Mais je veux encore que vous examiniez si, lorsqu’il vous est arrivé de vous mettre en colère, vous ne vous êtes pas quelquefois retenu et si quelquefois aussi vous ne vous êtes pas laissé emporter : la comparaison que vous ferez de ces deux états vous aidera beaucoup à vous corriger. Dites-moi, je vous prie, quand est-ce que vous vous êtes applaudi vous-même ? Est-ce lorsque la colère vous a surmonté, ou lorsque vous l’avez surmontée ? N’est-il pas vrai que lorsque nous y avons succombé, nous nous blâmons fortement nous-mêmes, nous rougissons, quoique personne ne nous fasse aucun reproche, et par nos paroles et nos actions nous donnons de grandes marques de repentir ; et que lorsqu’au contraire nous l’avons vaincue, nous nous réjouissons, nous tressaillons d’allégresse, comme venant de remporter une victoire ? Pour un homme en colère, la victoire ne consiste pas à rendre la pareille (ce qui est au contraire la pire défaite) ; elle consiste à souffrir courageusement le mal qu’on nous a fait, ou qu’on a dit de nous. En effet, l’avantage ne reste pas à celui qui a fait le mal, mais a celui qui l’a enduré.
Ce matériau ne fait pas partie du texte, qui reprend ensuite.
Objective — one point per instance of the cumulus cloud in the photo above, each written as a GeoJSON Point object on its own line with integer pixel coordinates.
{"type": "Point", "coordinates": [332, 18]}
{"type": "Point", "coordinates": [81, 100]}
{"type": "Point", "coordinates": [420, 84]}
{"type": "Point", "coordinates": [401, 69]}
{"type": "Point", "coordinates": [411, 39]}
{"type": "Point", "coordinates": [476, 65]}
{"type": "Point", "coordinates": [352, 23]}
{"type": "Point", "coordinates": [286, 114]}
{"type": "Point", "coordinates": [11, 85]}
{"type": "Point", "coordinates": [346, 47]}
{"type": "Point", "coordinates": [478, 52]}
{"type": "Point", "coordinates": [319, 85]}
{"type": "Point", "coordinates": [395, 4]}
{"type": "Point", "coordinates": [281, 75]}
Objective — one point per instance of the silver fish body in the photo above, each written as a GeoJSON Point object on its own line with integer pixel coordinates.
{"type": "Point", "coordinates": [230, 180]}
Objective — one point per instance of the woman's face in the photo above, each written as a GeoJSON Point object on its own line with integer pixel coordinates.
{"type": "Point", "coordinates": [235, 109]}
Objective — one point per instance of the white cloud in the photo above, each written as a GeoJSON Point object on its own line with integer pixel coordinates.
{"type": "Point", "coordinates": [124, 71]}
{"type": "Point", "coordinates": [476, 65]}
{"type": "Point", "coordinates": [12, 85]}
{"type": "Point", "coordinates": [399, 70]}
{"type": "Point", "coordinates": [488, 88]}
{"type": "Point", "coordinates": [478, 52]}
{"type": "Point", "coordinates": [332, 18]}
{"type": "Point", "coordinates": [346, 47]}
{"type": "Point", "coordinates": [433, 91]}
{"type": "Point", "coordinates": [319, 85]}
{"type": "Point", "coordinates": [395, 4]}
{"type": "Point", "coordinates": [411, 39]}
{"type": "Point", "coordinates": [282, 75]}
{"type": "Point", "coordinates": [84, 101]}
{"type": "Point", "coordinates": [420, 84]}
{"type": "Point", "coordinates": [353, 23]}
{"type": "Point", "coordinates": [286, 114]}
Lors donc que vous vous mettez en colère, ne dites point : il faut que je rende la pareille, il faut que je me venge ; et à ceux qui vous exhortent à vous contenir, ne répondez pas non, je ne souffrirai point qu’après s’être moqué de moi, il demeure impuni. Sachez qu’il ne se moquera véritablement de vous, que lorsqu’il vous verra user de vengeance ; mais s’il rit, s’il se moque de vous, quand vous vous tenez tranquille et en repos, il fait l’action d’un fou.
Pour vous, n’ambitionnez point pour votre victoire les éloges des insensés ; contentez-vous de ceux que les sages vous donneront : mais à quoi pensé-je de vous proposer un public infime, un public composé d’hommes ? Tournez-vous plutôt vers Dieu, c’est lui qui vous approuvera. Fort d’un tel suffrage, gardez-vous de rechercher la gloire que dispensent les hommes. Leurs éloges sont dictés souvent par la faveur ou par un esprit de rivalité, et encore leurs louanges ne sont-elles d’aucune utilité ; mais le suffrage de Dieu est impartial et souverainement utile à celui qui en est honoré ; ce sont donc là les louanges et la gloire que nous devons chercher. .
5. Voulez-vous connaître quel mal c’est que la colère ? Arrêtez-vous sur la place, quand vous y verrez des gens se quereller : vous ne pourriez pas facilement découvrir sur vous-même toute la laideur de cette infirmité, votre raison étant alors ensevelie dans l’ivresse et dans les ténèbres ; mais lorsque vous ne serez point ému de cette passion, et que votre jugement ne sera point prévenu, alors regardez-vous et contemplez-vous vous-même dans les autres. Voyez cette foule de peuple qui s’amasse de tous côtés, ces hommes en colère qui étalent en public leur honteuse folie ; dès que la colère vient à bouillonner, à exciter le cœur, à l’exaspérer, le feu sort et des yeux et de là bouche ; le visage s’enfle, les mains s’agitent de mouvements désordonnés, les pieds trépignent ridiculement, prêts à frapper ceux qui cherchent à intervenir dans ces transports insensés ; l’homme en colère ressemble absolument à un fou : il ne diffère même pas de ces ânes sauvages qui ruent et qui mordent. L’homme irascible est incapable de se modérer.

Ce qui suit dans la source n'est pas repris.